Paroisse des vivants et paroisse des morts

Atlas du Rouergue

Écrit par Jean-Yves Bou et publié le 24 Feb 2025

3 minutes de lecture

Paroisse des vivants et paroisse des morts

L'étude des paroisses du Rouergue au XVIIIe siècle m'a permis de découvrir une singularité qui concernait les habitants de quelques hameaux : ils ne dépendaient pas de la même paroisse selon les sacrements, et étaient enterrés dans un cimetière autre que celui de leur paroisse officielle. Explications :

Par exemple, les habitants du hameau de Sanhes étaient dits « vifs de Luc et morts d’Ampiac ». Cela signifie que leur paroisse officielle était Luc. C'est là qu'il devait se rendre à la messe tous les dimanches et fêtes, se confesser, en particulier à Pâques, faire baptiser leurs enfants et les y envoyer au catéchisme pendant le carême et l'avent, éventuellement y marier leur.s fille.s.
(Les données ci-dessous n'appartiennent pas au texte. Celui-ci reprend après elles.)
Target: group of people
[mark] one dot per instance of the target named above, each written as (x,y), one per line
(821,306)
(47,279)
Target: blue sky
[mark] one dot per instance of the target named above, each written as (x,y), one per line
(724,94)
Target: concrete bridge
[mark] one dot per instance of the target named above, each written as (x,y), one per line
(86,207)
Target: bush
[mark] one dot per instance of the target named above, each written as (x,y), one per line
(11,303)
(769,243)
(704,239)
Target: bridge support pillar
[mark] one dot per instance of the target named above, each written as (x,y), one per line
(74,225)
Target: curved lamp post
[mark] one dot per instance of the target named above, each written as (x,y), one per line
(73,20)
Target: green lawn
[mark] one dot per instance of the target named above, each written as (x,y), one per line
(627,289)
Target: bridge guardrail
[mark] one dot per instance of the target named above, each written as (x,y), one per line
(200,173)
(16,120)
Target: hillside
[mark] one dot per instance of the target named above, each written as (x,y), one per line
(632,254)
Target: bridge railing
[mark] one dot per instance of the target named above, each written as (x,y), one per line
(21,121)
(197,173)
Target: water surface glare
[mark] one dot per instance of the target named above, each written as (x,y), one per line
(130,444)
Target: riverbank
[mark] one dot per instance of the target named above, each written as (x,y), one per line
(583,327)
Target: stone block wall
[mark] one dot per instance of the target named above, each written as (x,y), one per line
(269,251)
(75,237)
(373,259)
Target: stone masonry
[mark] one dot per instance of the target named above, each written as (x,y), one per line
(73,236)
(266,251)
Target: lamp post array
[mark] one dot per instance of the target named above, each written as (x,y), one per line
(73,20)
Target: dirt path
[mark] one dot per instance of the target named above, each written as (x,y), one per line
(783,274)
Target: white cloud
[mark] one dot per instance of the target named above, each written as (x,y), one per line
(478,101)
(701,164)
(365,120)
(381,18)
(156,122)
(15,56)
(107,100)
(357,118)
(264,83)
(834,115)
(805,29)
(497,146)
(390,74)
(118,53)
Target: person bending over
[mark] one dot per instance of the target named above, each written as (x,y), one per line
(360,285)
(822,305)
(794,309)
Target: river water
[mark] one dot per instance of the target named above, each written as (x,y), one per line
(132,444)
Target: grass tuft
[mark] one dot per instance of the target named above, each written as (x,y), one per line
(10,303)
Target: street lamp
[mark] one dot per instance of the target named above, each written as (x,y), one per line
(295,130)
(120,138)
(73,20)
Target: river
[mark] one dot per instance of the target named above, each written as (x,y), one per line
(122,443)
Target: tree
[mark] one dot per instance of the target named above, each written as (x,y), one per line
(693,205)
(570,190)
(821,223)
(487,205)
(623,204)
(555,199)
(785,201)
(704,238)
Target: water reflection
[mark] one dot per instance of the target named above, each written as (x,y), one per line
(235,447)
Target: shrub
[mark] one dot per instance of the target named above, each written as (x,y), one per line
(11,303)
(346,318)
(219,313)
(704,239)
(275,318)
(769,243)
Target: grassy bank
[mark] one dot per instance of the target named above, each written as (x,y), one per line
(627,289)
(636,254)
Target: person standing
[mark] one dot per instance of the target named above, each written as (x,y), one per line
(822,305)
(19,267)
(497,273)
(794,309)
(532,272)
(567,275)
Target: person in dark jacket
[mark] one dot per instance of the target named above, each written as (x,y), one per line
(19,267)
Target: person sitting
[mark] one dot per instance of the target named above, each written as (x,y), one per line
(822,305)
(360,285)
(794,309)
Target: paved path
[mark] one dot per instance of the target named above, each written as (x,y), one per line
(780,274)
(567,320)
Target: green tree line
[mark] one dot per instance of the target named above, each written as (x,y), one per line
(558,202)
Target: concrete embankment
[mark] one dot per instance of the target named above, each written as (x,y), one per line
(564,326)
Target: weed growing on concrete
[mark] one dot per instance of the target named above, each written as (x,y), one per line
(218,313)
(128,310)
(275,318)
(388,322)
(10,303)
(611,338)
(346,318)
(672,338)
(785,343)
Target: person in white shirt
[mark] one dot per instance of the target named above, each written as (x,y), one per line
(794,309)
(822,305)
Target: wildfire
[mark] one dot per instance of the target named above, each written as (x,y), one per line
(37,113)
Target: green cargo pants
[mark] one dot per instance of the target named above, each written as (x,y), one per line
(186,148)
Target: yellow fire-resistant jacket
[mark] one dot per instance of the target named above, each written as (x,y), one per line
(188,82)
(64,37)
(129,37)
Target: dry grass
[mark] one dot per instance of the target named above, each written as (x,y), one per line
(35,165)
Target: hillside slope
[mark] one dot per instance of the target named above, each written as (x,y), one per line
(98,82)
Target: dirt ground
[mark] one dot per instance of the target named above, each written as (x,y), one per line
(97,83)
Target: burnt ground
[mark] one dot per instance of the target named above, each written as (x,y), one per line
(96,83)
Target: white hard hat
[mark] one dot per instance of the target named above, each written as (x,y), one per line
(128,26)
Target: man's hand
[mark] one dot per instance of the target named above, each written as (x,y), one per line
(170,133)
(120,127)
Un prêtre de Luc - curé ou vicaire - venait administrer l'extrême-onction au mourant, puis "lever" le corps du défunt, qu'il accompagnait à la limite de la paroisse où un prêtre d'Ampiac venait le relever, pour l'accompagner à l'église et au cimetière d'Ampiac où se trouvait le tombeau de la famille (enquête de 1762, AD 12, G 313).

En général, le hameau concerné était plus proche du lieu de sépulture que de la paroisse des vivants. On peut alors imaginer que ses habitants avaient obtenu le droit de sépulture dans le cimetière le plus proche.

J'ai dressé une première liste dans l'Atlas du Rouergue à la veille de la Révolution française, volume 2, p. 43-44, Rodez, 2016. paroisses des vivants et des morts tableau.png Cette liste n'est pas exhaustive, et la réalité peut être parfois encore plus complexe.

J'ai aussi évoqué, voire développé et illustré des exemples dans plusieurs articles de ce site :

*Il s'agissait généralement de hameaux entiers. Mais dans le cas de Doumazergues, paroisse de Canet, qui comptait une douzaine de maisons, seules trois ou quatre d'entre elles avaient leurs tombeaux et un droit de sépulture dans le cimetière, beaucoup plus proche, de Prades-de-Salars.

Toutes ces « bizarreries » poussaient certains des paroissiens à enfreindre l’obligation de se rendre à leur église paroissiale.

Dans l’enquête de 1771, à la question sur l’assiduité des paroissiens, plusieurs curés répondent que les plus éloignés sont les moins assidus, parce qu’ils vont souvent à la messe dans une paroisse voisine.

Le curé de St-Georges-de-Camboulas donne justement l’exemple des habitants de Pont-de-Salars qui « sous prétexte qu’ils sont morts de Salars » ne viennent presque jamais à son église. Il s’agit uniquement des habitants de la rive droite du Viaur, ceux de la rive gauche étant entièrement de la paroisse de Salars. Ces pratiques ne plaisaient pas toujours aux curés qui pouvaient y voir une atteinte à leur autorité religieuse, ou une perte de revenus.

Mais certaines fois, la pratique était admise, voire entérinée : ainsi le curé d’Agrès administrait les sacrements à une partie des paroissiens de Saint-Santin et le curé d’Asprières se chargeait du service de deux hameaux de Saint-Martin-de-Bouillac.

Dans certains cas, la situation était plus subtile, comme pour les hameaux de Labro, Luc et La Massotie. Ils étaient officiellement dans la paroisse de La Salvetat-Peyralès, mais situés au-delà de celle de Blauzac. Les deux curés étaient en conflit par rapport à cette situation. Les habitants avaient obtenu l'autorisation de fréquenter l'église de Blauzac, en particulier pour la confession de Pâques. Les registres paroissiaux révèlent que baptêmes et sépultures avaient lieux à Blauzac, alors que les mariages se déroulaient à La Salvetat ...

Il pouvait aussi arriver que l'ensemble des sacrements soient administrés dans la paroisse des morts, comme cela semble être le cas pour les habitants de Parry, paroisse de Montsalès, et Parrau, paroisse matrice de Balaguier, qui allaient à l'église d'Ambeyrac, annexe de Balaguier.